Efficient scaling and squaring method for the matrix exponential
Sergio Blanes, Nikita Kopylov, Muaz Seydaoğlu
TL;DR
This work tackles the efficient computation of the matrix exponential $\,e^A\,$ to a user-specified tolerance by an adaptive algorithm that combines scaling and squaring with a curated set of polynomial and rational approximants, including Taylor, Padé, and diagonal Padé forms. Backward-error analysis guides the selection of approximation and the scaling parameter, while a cost-oriented framework decomposes Padé forms into fractions to reduce multiplications and enable parallelization.
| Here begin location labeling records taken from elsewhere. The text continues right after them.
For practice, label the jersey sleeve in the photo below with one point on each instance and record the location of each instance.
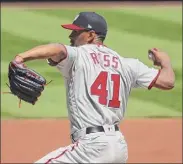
(145, 76)
(67, 63)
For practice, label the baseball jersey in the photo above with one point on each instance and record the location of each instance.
(98, 83)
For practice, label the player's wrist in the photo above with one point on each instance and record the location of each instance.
(19, 59)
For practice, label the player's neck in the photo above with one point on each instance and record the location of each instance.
(97, 41)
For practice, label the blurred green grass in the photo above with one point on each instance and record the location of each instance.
(131, 32)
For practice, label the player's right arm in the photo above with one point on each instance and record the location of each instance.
(166, 78)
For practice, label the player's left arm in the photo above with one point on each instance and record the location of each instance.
(162, 78)
(56, 52)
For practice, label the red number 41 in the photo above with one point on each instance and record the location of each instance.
(102, 92)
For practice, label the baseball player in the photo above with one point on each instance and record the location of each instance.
(98, 83)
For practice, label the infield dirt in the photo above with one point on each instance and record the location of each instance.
(149, 140)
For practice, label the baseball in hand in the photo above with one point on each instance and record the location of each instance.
(151, 56)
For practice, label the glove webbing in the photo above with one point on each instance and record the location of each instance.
(19, 104)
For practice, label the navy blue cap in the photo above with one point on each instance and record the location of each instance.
(88, 21)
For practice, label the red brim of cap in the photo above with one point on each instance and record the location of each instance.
(72, 27)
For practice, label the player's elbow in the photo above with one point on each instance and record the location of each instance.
(167, 83)
(170, 85)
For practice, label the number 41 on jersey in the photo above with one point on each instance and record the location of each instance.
(102, 92)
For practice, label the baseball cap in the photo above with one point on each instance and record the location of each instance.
(88, 21)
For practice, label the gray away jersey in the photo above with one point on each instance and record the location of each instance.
(98, 83)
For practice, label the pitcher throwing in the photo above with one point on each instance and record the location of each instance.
(98, 83)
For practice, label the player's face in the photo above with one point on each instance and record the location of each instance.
(78, 38)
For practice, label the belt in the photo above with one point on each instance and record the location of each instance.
(98, 129)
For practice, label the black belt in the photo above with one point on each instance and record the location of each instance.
(98, 129)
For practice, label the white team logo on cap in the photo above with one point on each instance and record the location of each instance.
(76, 17)
(89, 26)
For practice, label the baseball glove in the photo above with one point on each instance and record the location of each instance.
(25, 83)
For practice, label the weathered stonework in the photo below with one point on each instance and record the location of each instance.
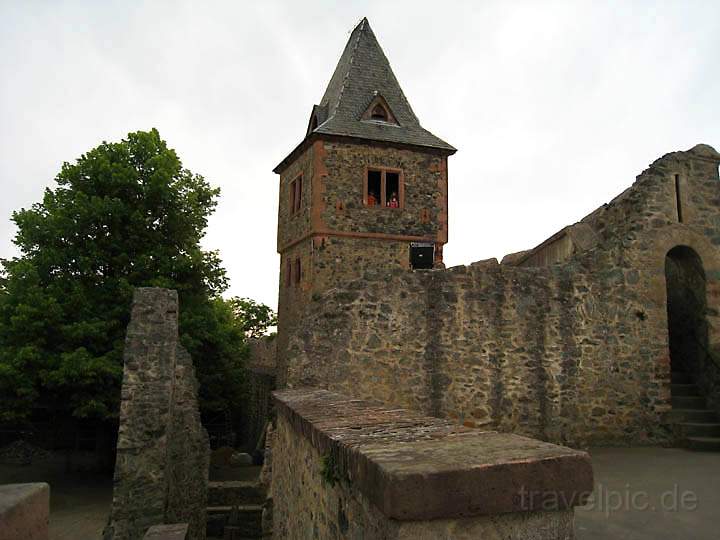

The authors provide an adaptive LUT and algorithm to minimize total cost across tolerances, and demonstrate significant computational savings over state-of-the-art software, while preserving Lie-group structures through diagonal Padé methods when desired. The approach is validated on diverse numerical tests, including random diagonally dominant, symplectic, and unitary matrices, highlighting practical impact for exponential integrators and structure-preserving computations.
Abstract
This work presents a new algorithm to compute the matrix exponential within a given tolerance. Combined with the scaling and squaring procedure, the algorithm incorporates Taylor, partitioned and classical Padé methods shown to be superior in performance to the approximants used in state-of-the-art software. The algorithm computes matrix--matrix products and also matrix inverses, but it can be implemented to avoid the computation of inverses, making it convenient for some problems. If the matrix A belongs to a Lie algebra, then exp(A) belongs to its associated Lie group, being a property which is preserved by diagonal Padé approximants, and the algorithm has another option to use only these. Numerical experiments show the superior performance with respect to state-of-the-art implementations.